I recently took part in sufficiently large interesting project. I didn't join it from the beginning and we had to support already implemented architecture. Data access to all objects was implemented through stored procedures and automatically generated wrapper-methods on .NET that returned DataTable objects. The development process in such system was really slow and inefficient. We had to write huge stored procedure on PL/SQL for every query, that could be expressed in simple LINQ query. If we had used ORM, we would have implement project several times faster. And I don't see any advantage of such architecture.
I admit, that it is just particular not very successful project, but I made following conclusion: Before refusing to use ORM think twice, do you really need such flexibility and control over database? I think in most cases it isn't worth wasted time and money.

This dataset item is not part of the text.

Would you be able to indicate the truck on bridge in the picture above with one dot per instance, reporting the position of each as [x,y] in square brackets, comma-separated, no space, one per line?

As others explain, there is a fundamental difficulty with ORM's that make it such that no existing solution does a very good job of doing the right thing, most of the time. This Blog Post: The Vietnam Of Computer Science echoes some of my feelings about it.
The executive summary is something along the lines of the assumptions and optimizations that are incompatible between object and relational models. although early returns are good, as the project progresses, the abstractions of the ORM fall short, and the extra overhead of working around it tends to cancel out the successes.
I have used Bold for Delphi four years now. It is great but it is not available anymore for sale and it lacks some features like databinding. ECO the successor has all that.
No I'm not selling ECO-licenses or something but I just think it is a pity that so few people realize what MDD (Model Driven Development) can do. Ability to solve more complex problems in less time and fewer bugs. This is very hard to measure but I have heard something like 5-10 more efficient development. And as I work with it every day I know this is true.
Maybe some traditional developer that is centered around data and SQL say:
"But what about performance?"
"I may loose control of what SQL is run!"
Well...
If you want to load 10000 instances of a table as fast as possible it may be better to use stored procedures, but most application don't do this. Both Bold and ECO use simple SQL queries to load data. Performance is highly dependent of the number of queries to the database to load a certain amount of data. Developer can help by saying this data belong to each other. Load them as effiecent as possible.
The actual queries that is executed can of course be logged to catch any performance problems. And if you really want to use your hyper optimized SQL query this is no problem as long as it don't update the database.
There is many ORM system to choose from, specially if you use dot.net. But honestly it is very very hard to do a good ORM framework. It should be concentrated around the model. If the model change, it should be an easy task to change database and the code dependent of the model. This make it easy to maintain. The cost for making small but many changes is very low. Many developers do the mistake to center around the database and adapt everthing around that. In my opinion this is not the best way to work.
More should try ECO. It is free to use an unlimited time as long the model is no more than 12 classes. You can do a lot with 12 classes!
I suggest you to use Code Smith Tool for creating Nettiers, that is a good option for developer.